In juxtaposition, Sumner makes a strong case that a lack of conscientiousness shown by those who contribute to the noise is a multi-pronged problem that has extended to rampant vandalism and criminal activity in the park. Since April, the Garibaldi statue and arch have been slathered with graffiti. The fountain broke down five times due to civilians stuffing in shredded cardboard, clothing and dishwashing detergent. A mother was mugged while taking graduation photos of her child. And just last weekend, two people were stabbed.

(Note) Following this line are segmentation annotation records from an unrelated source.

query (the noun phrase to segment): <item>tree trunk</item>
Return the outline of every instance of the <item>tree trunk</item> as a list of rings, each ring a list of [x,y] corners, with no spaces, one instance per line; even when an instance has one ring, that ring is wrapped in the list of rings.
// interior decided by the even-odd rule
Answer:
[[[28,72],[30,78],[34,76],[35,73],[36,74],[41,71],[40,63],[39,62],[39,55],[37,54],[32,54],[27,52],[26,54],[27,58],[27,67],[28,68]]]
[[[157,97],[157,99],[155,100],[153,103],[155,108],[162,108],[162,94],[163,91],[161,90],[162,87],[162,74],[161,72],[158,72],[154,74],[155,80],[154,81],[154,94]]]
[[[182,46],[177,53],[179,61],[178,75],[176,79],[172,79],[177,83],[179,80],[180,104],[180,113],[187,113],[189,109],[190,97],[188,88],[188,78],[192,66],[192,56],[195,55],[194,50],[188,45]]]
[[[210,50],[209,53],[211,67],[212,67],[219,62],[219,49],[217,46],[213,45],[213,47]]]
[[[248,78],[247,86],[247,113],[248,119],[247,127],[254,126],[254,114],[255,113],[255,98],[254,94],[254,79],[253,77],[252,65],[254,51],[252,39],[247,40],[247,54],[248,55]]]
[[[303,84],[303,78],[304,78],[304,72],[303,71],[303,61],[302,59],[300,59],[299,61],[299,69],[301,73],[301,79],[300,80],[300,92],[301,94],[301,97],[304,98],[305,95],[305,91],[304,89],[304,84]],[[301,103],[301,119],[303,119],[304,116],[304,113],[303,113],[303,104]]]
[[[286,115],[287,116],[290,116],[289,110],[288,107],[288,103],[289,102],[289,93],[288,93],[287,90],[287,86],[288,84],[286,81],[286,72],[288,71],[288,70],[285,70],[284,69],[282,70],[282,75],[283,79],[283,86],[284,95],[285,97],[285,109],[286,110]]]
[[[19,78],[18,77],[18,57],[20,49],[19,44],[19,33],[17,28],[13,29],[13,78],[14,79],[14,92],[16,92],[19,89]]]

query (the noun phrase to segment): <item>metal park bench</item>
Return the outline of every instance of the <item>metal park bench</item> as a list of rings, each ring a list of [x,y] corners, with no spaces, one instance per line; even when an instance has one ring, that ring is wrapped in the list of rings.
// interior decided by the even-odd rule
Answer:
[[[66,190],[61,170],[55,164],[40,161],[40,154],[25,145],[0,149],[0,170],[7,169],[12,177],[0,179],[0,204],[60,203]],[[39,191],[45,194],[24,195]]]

Sumner considers these as clear markers that attitudes need to change and law enforcement is in order. “They are not respecting the space. It’s a level of lawlessness that is dangerous for everyone,” she posits.
Poor Execution
The one thing that Sumner and Krahne can see eye to eye on is that what the NYPD did that Saturday was a “recipe for disaster,” as both put it. Sumner says the previous week, on May 29, “three sergeants and 24 police officers came to close the park. But there was violent pushback, so they retreated.” Even so, Sumner thinks their countermeasure in deploying weaponized riot police, that resulted in the 23 arrests, was no better and certainly not a solution.
Krahne emphasizes that police cannot simply show up on a random day and expect civilians in the park to comply. “It’s really just a show — [they can’t] choose to enforce laws only when the state wants to, and other times let it go,” she says.

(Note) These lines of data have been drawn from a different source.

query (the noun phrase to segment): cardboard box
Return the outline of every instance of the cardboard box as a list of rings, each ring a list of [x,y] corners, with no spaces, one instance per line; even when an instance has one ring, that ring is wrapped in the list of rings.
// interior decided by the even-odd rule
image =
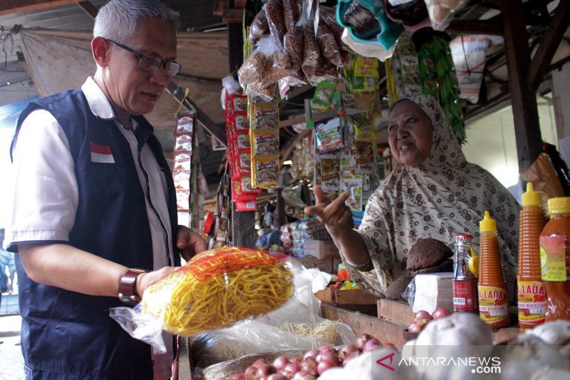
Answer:
[[[317,259],[340,257],[338,249],[332,240],[306,240],[303,242],[303,253]]]

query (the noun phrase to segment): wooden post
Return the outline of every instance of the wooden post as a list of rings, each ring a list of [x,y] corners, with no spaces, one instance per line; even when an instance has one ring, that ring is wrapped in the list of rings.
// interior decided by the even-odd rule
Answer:
[[[232,239],[234,247],[255,248],[255,211],[236,211],[232,202]]]
[[[519,173],[528,169],[542,150],[537,94],[529,86],[530,51],[522,0],[501,0],[504,48],[514,120]]]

“The challenge here is in the application — there is no consistency,” concedes Sumner. “You cannot enforce a closing just on the weekends, because you can’t expect people to follow rules that are arbitrary.” She contrasts the marred execution with the successful halting of skateboarders in the park, an issue Our Town Downtown reported on at the end of April. “The campaign to inform skateboarders [worked] because they gave them a heads up in advance, gave them maps to other skate parks,” says Sumner. “There was definitely an educational component to it.”
Meeting with the NYPD
On Wednesday, June 16, hundreds of concerned West Village residents packed into an emergency meeting with the NYPD. Younger park regulars who showed up to oppose the curfew were relegated to remain outside the barricades in front of the Bleecker Street church where the meeting was held. “I’m going to try to get that park back to being quiet at night,” said Assistant Chief Stephen Hughes, the commanding officer of Patrol Borough Manhattan South. Following a unanimous vote for a permanent curfew, Hughes pledged to present a plan to Mayor de Blasio.
While Krahne believes early park closure will never sit well with the public, the hope is that establishing a permanent earlier closing time of the park, without the need for riot cops, will be a clearer, non-confrontational way of managing park activity. For at the moment, it seems neither the surrounding residents nor park revelers are ready to meet in the middle.